In reflecting back over the advisory practices I’ve worked with, I’ve realized that problem employees clearly fall into two camps: what I call “Now” employees and “No” employees. “Now” employees will drop their own work, no matter how busy they are, at the request of a coworker or the owner, while “No” employees are at the other end of the spectrum, steadfastly refusing to do anything extra for anyone.
In my experience, “Now” employees usually get overwhelmed and quit, while “No” employees eventually get fired for not being team players. But the good news is that with the right training both kinds of problem employees can be re-made into very good employees who fall somewhere in the middle and base their decisions on what’s best for the firm. I have been lucky enough to work with both “Now” employees and “No” employees. Here’s how you transform them into great employees.
Ironically, “No” employees are easier to turn around. That’s because the problem usually involves only their behavior. When asked for help by another employee, their answer is invariably “No,” usually in the form of an excuse, such as: “That’s not in my job description,” “It’s too hard,” “I don’t have time,” “I don’t know how,” or if they’re particularly passive aggressive, they’ll say, “Yes,” and then not do it.
Often this behavior stems from an inability to manage their time, a lack of confidence to step out of their comfort zone, or simply a desire to do as little work as possible. But regardless of the cause, when an employee says no consistently and often, other folks will stop coming to them for help. Even worse, their coworkers will sometimes even start doing some of the tasks of the “No” employee, rather than receive another rebuke.
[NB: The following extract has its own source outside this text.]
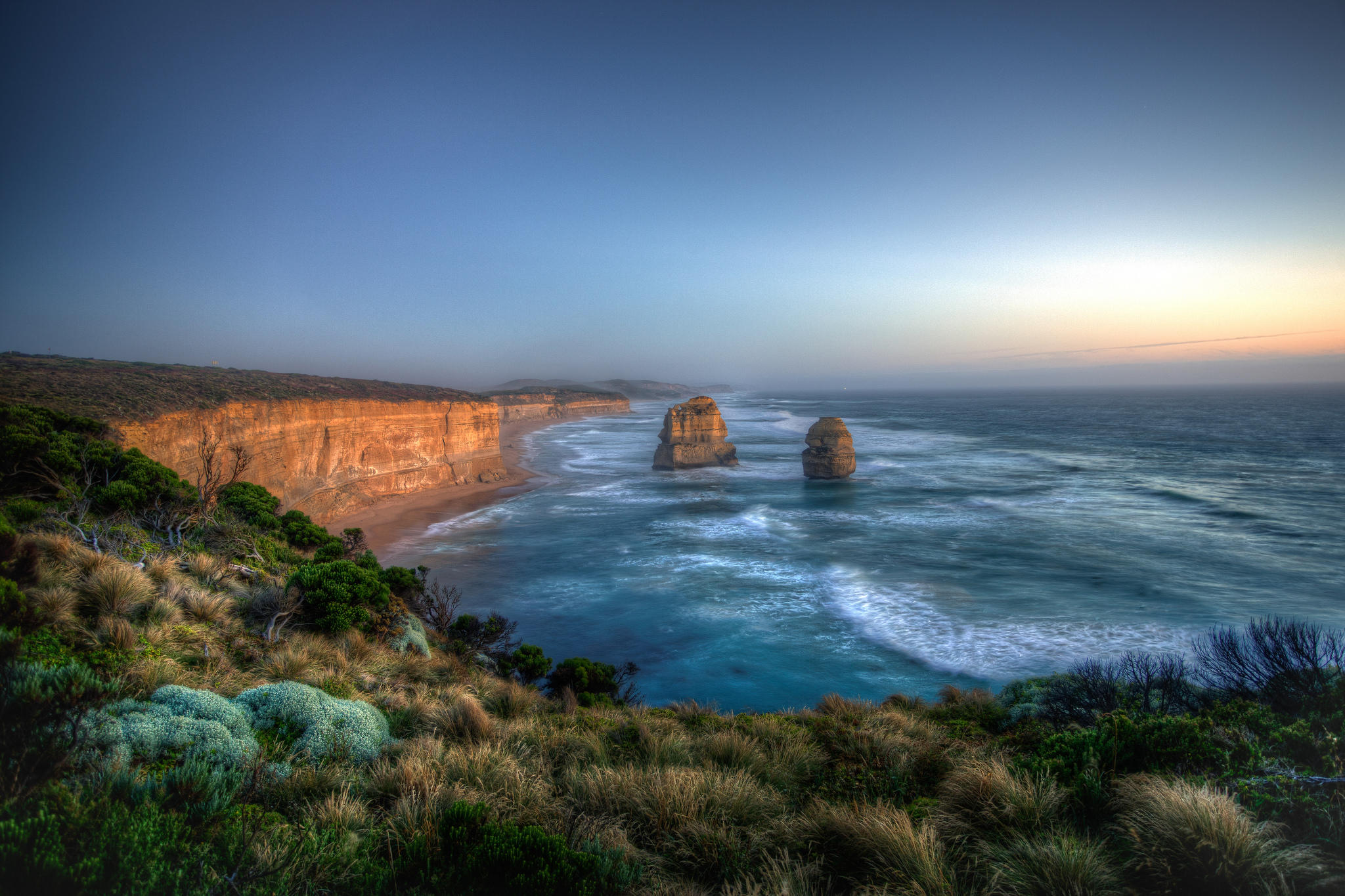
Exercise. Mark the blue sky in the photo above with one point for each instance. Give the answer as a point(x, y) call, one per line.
point(774, 194)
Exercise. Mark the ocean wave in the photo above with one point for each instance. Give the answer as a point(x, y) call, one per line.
point(908, 620)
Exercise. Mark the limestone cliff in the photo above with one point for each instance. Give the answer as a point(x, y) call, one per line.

What the “No” employees don’t realize is that if their job isn’t done well, even if another employee does it, the failure will reflect badly on them. When that performance is called into question, the situation often turns into a blame game, and the excuse “I didn’t do it” only leads to the manager’s response: “Well, why not?”
It’s a no-win situation for the “No” employee, and can create serious disruption within an advisory firm. As I said, “No” employees usually end up getting fired for not working well with others, but that doesn’t have to be the case. “No” employees will usually change their behavior after the situation is simply brought to their attention. The fact is that even “No” employees want to get along in their working environment. Once their lack of cooperation is pointed out and compared to the teamwork exhibited by the other employees in a small business, “No” employees invariably make an effort to pitch in more, and usually find themselves enjoying their jobs more, too.
The problem with rehabilitating “No” people is that there’s a very real danger they will go too far the other way and become “Now” people. Good employees fall somewhere in the middle: They make rational decisions about what needs to be done now and what can be done later, and they know how to set boundaries and when to tell other employees no. Recovering “No” employees need to realize it’s OK to say no sometimes; the key is to discuss the situation with your coworkers, and make a decision based on what’s best for the firm and its clients.
At the other end of the spectrum, “Now” employees are a problem because in their zeal to please their coworkers, they often don’t get their own work done. Often, the owner or manager doesn’t know what else they are doing in addition to their own jobs, and usually neither the owner nor their coworkers realize how overwhelmed the “Now” employee really is. Often they are simply considered to be not very competent, or bad at managing their time.